A slow, steady wave of attrition may seem basic, but sometimes basic is best. This is the gunline style of play, where you whittle away at your opponent’s forces, especially those near the middle box, as you move towards the box to claim it yourself. As mentioned above, this can include a last second grab, but also leaves you in a position to turtle in the middle of the table, creating a shield around the objective for yourself.
The best strategy for breakthrough varies greatly based on list construction and the drawn deployment, so let’s quickly summarize them. Unfortunately, there are two styles of list for the purposes of breakthrough: those with Tauntauns and R2D2 and those without. As a reminder, R2 has been out on TTS for some time now, but hits the table for real on Jan 24th.
If you don’t have R2 or Tauntauns, the most common strategy is to move to a board position that allows late game moves into the enemy zone and also gives you board control. With R2 and Tauntauns, you are able to send R2 towards the weakest corner of the enemy zone while either skirmishing or diving in with your Tauntauns to slow down the enemy enough that they cannot move units into your zone.

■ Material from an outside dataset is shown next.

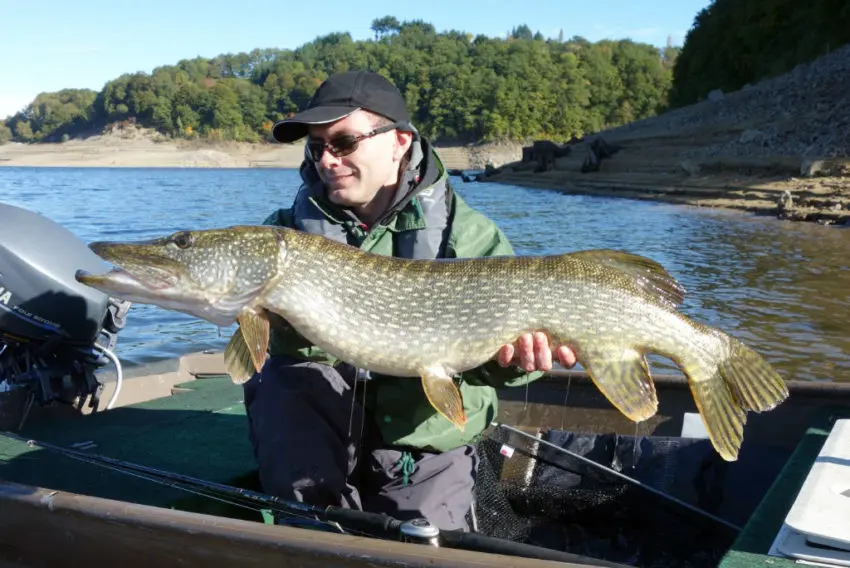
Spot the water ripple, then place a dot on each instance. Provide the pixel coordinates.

Dialing in on the deployment zones, Advanced Positions, Battle Lines, and Disarray follow a similar pattern of “more movement than shooting.” What I mean by this is that armies often move towards the empty scoring areas of the opponent’s zone instead of engaging the opposition head on. Meanwhile, Major Offensive and Long March create more of a head-on engagement, and finding a free lane to your opponent’s zone is hard to come by.

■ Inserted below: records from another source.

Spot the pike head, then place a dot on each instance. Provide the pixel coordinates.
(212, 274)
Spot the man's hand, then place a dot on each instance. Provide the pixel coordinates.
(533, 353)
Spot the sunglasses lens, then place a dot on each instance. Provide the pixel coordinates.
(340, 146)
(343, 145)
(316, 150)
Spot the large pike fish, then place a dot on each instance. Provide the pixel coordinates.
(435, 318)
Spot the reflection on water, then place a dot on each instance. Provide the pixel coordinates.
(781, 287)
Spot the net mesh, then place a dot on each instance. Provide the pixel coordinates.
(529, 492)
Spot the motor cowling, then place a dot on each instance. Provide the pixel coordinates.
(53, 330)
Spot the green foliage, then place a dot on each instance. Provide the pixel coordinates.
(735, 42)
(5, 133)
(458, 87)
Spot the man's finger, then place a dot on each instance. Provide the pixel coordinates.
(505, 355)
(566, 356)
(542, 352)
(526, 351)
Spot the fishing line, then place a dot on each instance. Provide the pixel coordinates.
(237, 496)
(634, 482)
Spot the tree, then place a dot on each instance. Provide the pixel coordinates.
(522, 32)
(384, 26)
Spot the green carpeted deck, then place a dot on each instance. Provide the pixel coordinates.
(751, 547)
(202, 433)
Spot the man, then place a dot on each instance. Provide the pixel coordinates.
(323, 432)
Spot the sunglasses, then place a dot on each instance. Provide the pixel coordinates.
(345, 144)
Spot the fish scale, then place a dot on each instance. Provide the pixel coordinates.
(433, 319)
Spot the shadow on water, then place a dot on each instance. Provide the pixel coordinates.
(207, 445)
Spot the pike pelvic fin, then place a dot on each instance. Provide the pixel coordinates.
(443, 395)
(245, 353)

A final caveat to remember is that Tauntauns warp breakthrough, with their abilities to engage, skirmish, and still score at the end with their speed 3. If your opponent brings some, make sure to focus them down first.
Looking to the Future
With Vital Assets coming on the horizon, ensuring that the current battle cards are second-nature is crucial to a successful Legion experience. There are a multitude of different strategies and tactics for each objective and deployment, so I hope this discussion was useful, and spurs even more new ideas. As always, feel free to reach out on Facebook or Discord if you have ideas of your own or would like to discuss anything further!
To all those coming to LVO, I look forward to meeting you there, you’ll find me in the ridiculous flamingo shirt at the Fifth Trooper streaming table!